Cette première manifestation publique de l’Ordre de la Rose-Croix en France suscite une vive réaction. Des pamphlets sont rédigés la même année en vue de ternir la réputation de ses membres. L’exagération des accusations proférées visent clairement à épouvanter la population afin de déclencher une nouvelle chasse aux sorcières.
Selon le Mercure François, les Rose-Croix veillent donc à demeurer aussi bien inconnus qu’invisibles. Pour cela, les frères changent fréquemment de logis, quittent les faubourgs de Saint-Germain pour s’installer dans le quartier des Marais du Temple. C’est au coeur de ce dernier que les membres de la Fraternité communiquent une seconde fois à l’attention du public, selon le même procédé. Des billets manuscrits se répandent, jusqu’à des affi chages bien visibles :
« S’il prend envie à quelqu’un de nous voir par curiosité seulement, il ne communiquera jamais avec nous ; mais si la volonté le porte réellement et de fait de s’inscrire sur le Registre de notre Confraternité, nous qui jugeons des pensées, lui ferons voir la vérité de nos promesses ; tellement, que nous ne mettons point le lieu de notre demeure, puisque les pensées jointes à la volonté réelle du Lecteur, seront capables de nous faire connaître à lui et lui à nous. »

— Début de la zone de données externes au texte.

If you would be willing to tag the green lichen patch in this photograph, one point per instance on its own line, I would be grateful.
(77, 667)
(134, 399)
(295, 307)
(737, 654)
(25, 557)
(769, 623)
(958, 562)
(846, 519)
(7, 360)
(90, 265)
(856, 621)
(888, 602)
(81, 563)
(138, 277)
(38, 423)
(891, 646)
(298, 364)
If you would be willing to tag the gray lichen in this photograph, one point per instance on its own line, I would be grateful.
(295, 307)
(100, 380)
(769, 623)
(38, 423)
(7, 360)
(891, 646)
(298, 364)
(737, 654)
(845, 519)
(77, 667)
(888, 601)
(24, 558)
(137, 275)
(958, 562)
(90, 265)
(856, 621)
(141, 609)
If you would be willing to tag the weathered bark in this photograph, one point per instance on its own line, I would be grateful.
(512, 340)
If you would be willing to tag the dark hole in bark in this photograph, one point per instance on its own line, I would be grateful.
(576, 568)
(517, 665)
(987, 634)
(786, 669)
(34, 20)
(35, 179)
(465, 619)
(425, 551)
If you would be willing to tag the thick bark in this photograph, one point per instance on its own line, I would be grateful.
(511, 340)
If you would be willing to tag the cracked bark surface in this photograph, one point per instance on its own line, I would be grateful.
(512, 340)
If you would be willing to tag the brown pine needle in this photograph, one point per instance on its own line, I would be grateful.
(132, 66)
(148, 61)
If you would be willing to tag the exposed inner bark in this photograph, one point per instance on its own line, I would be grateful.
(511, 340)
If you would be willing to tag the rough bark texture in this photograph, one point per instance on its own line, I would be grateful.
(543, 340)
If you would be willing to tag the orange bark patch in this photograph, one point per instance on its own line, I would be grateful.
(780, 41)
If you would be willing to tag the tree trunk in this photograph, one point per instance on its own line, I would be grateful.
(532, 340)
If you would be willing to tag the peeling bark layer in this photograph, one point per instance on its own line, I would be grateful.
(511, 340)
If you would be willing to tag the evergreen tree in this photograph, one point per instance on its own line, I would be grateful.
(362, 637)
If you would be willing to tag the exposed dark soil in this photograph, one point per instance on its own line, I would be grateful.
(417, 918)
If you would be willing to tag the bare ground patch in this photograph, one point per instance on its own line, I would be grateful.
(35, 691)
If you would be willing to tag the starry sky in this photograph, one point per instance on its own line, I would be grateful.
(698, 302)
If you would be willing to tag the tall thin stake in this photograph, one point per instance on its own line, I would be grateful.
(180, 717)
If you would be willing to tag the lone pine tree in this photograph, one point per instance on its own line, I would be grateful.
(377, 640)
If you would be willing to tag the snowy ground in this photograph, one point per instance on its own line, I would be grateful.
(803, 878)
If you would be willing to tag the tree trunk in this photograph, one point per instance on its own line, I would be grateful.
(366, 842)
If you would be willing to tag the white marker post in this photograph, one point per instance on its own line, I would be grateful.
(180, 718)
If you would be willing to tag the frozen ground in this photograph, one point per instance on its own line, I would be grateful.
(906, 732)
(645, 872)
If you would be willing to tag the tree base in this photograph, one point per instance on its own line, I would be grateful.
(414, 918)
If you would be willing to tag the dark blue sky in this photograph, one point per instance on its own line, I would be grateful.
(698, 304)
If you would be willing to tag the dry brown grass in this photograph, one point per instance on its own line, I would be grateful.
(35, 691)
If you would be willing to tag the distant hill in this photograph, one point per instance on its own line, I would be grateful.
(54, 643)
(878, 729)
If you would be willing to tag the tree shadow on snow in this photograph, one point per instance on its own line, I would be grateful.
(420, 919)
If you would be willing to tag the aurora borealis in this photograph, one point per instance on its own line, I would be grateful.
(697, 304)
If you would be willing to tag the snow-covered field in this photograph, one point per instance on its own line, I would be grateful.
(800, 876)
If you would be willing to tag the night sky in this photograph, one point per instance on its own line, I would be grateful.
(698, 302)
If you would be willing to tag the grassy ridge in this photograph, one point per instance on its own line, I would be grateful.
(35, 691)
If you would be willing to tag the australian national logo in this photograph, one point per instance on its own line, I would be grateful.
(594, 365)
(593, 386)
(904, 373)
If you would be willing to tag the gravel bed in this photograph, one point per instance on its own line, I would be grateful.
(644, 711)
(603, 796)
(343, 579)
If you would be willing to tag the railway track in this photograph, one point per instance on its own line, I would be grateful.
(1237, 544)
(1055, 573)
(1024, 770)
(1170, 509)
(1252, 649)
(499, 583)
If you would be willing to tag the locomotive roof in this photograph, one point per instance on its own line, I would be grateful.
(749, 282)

Cette présence rosicrucienne va agiter Paris pendant près d’un an. Des auteurs précisent que cette diffusion aurait commencé au mois de février pour ne prendre fin qu’au mois de juillet. Le Père Garasse ou encore Gabriel Naudé, bibliothécaire de Mazarin, fustigent les Rose-Croix et se répandent au moyen d’ouvrages peu scrupuleux. Seul le philosophe René Descartes qui vient de rentrer dans la capitale, tient un discours ambigu ; il ne les supporte, ni ne les condamne. D’aucuns diront qu’il était membre de la Fraternité lui-même, lui prêtant même d’avoir été à l’origine de ces affiches manuscrites.
Pour conclure, le Mercure François, bien qu’hostile à la Fraternité comme nous l’avons vu, a contribué malgré lui à faire connaître les Rose-Croix, en fixant la mémoire de cet épisode particulier du XVIIe siècle parisien. On notera d’ailleurs avec intérêt que le texte de ces affiches, suite aux nombreuses investigations menées jusqu’à aujourd’hui à leur sujet, n’ont révélé aucune variante. L’affiche, telle que reconstituée par l’A.M.O.R.C. aujourd’hui, reproduit donc fidèlement les textes d’origine.